Diprotes Netizen Soal Nasi Goreng, Begini Klarifikasi Rio Ferdinand

Senin, 19 September 2016 20:26 WIB
Editor: Ahmad Priobudiyono
 Copyright:

Cuitan Rio Ferdinand yang menyebut nasi goreng sebagai budaya kuliner Singapura melalui akun Twitter miliknya @rioferdy5, sempat menuai protes dan pro-kontra dari sejumlah netizen Asia Tenggara.

Sejumlah netizen tanah air memprotes pernyataan mantan bek tengah Man United itu dan mencoba menjelaskan bahwa nasi goreng merupakan budaya kuliner khas Indonesia. 


"@rioferdy5 hai rio, "Nasi goreng adalah makanan Indonesia... dan "nasi goreng" adalah bahasa Indonesia!!" tulis salah seorang netizen.


"@rioferdy5 nasi goreng dan sate adalah makanan Indonesia Rio," tulis netizen lainnya.


"@rioferdy5 nasi goreng kuliner asli dari Indonesia bukan dari Singapura," tulis akun netizen lainnya.

Namun hal itu justru menimbulkan pro-kontra dari netizen lain yang berasal dari negara-negara Asia Tenggara, seperti Malaysia, Singapura dan netizen negara tetangga lainnya. Akibatnya, cuitan Rio Ferdinand lantas dipenuhi oleh perdebatan soal asal-muasal kuliner tersebut.

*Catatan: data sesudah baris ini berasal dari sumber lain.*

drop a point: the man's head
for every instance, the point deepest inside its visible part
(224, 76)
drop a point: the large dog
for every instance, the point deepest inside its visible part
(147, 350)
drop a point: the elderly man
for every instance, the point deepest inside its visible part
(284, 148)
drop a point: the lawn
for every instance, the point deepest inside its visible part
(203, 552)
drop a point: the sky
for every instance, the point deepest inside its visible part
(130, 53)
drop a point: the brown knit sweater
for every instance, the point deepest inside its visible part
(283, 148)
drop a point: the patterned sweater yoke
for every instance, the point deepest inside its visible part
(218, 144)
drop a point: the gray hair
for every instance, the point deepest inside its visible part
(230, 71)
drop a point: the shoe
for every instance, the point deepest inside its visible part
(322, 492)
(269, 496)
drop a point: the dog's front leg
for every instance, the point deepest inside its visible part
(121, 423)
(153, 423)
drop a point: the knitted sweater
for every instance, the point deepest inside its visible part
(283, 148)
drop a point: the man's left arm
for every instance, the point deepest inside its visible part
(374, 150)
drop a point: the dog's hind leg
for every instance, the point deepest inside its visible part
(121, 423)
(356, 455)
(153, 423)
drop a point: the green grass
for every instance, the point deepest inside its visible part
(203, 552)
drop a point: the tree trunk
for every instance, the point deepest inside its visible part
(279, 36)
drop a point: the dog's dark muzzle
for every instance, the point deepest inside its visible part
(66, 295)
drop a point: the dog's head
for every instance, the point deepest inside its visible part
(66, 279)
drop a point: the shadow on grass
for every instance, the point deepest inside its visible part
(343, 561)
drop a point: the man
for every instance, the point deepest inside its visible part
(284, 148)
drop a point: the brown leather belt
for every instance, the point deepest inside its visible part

"@iiiqy @rioferdy5 sebenarnya, itu seperti risotto dengan beberapa campuran Asia. Asal-usul piring adalah dari Nusantara; tidak ada negara tertentu," tulis salah seorang netizen.

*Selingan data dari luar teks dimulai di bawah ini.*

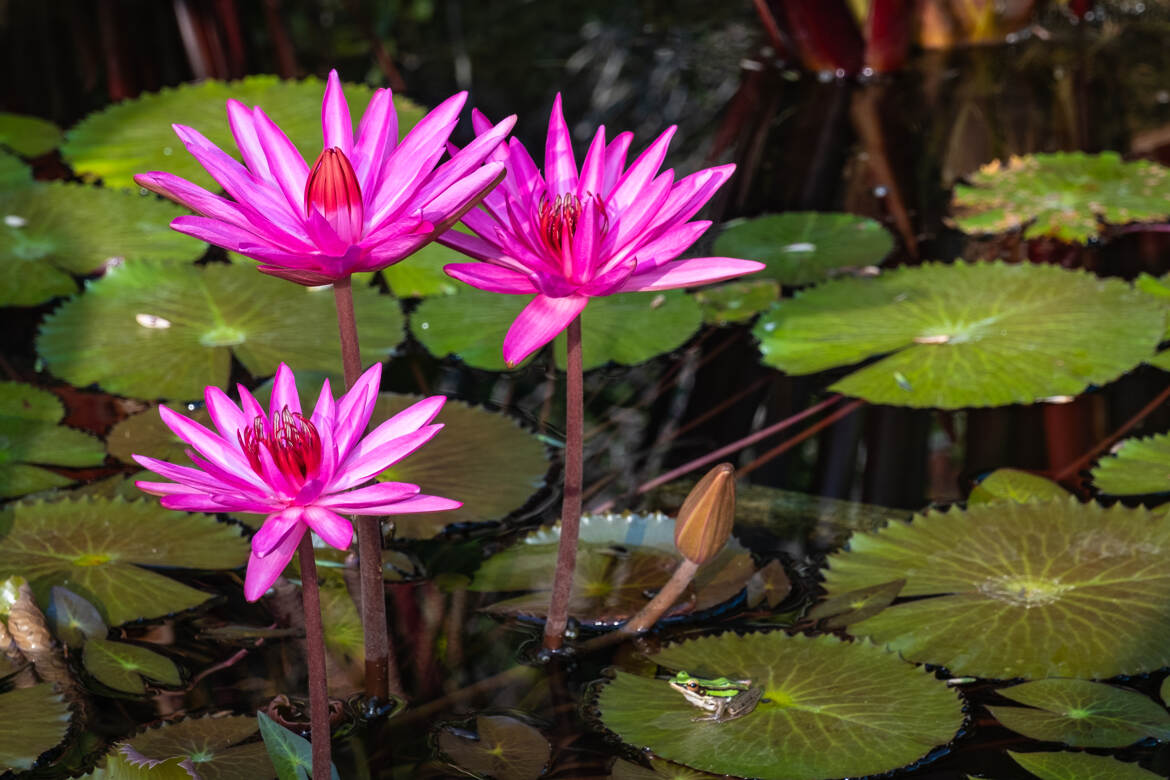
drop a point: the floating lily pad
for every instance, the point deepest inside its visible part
(626, 329)
(502, 747)
(968, 335)
(52, 232)
(623, 560)
(1082, 713)
(805, 247)
(136, 136)
(165, 331)
(1080, 766)
(28, 136)
(35, 720)
(830, 709)
(1012, 484)
(29, 435)
(482, 458)
(1138, 467)
(96, 547)
(737, 301)
(122, 665)
(1064, 195)
(1038, 589)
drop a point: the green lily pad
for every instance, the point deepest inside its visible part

@rioferdy5 Orang Amerika jika ingin mengklaim, maka menyebut nasi goreng USA, Orang Thailand jika ingin mengklaim, maka menyebut nasi goreng Pattaya?" tulis seorang netizen lainnya.

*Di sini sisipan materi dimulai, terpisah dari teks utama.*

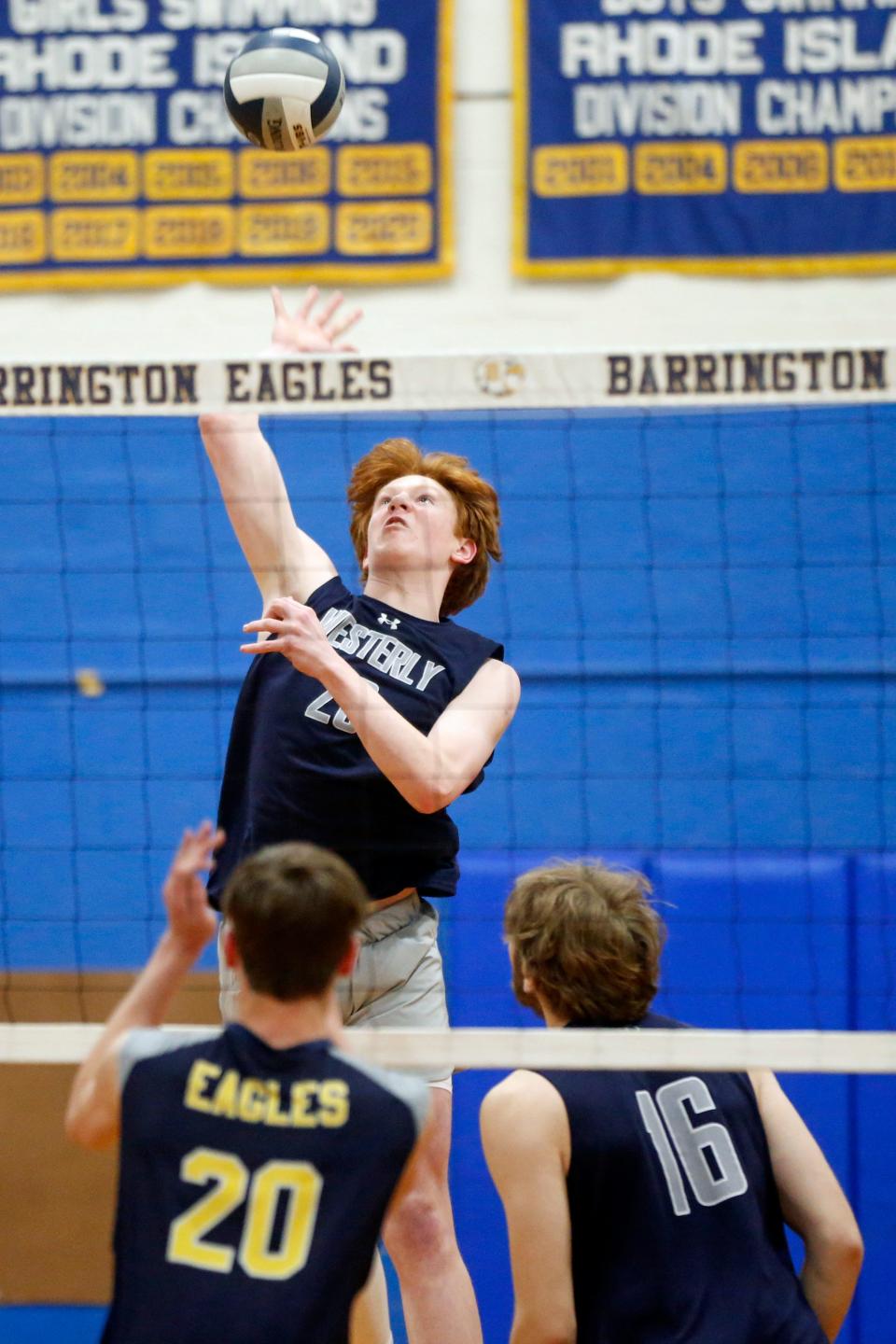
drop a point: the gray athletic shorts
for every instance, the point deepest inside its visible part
(398, 979)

Sadar akan pro-kontra tersebut, Rio mencoba memberikan klarifikasi soal pernyataannya. Pria berusia 37 tahun itu meminta agar para netizen menghentikan pro-kontra tersebut dengan menegaskan bahwa ia mencintai Indonesia.

"Apakah benar cuitan saya soal nasi goreng telah menimbulkan keributan??!! Tenanglah guys...'lokal' yang saya maksud adalah untuk Asia Tenggara... lihatlah kembali perjalanan saya ke Indonesia... kasus ini saya nyatakan ditutup! Satu Cinta!," tulis Ferdinand memberikan klarifikasi dalam akun Twitter-nya.

"Saya harus menegaskan bahwa saya tidak punya satu pun pengalaman buruk di Asia Tenggara. Saya menyukainya... orang-orang hebat, makanan lezat dan banyak hal bisa untuk dilakukan dan dilihat. Kehangatan dari warganya," tambah Ferdinand.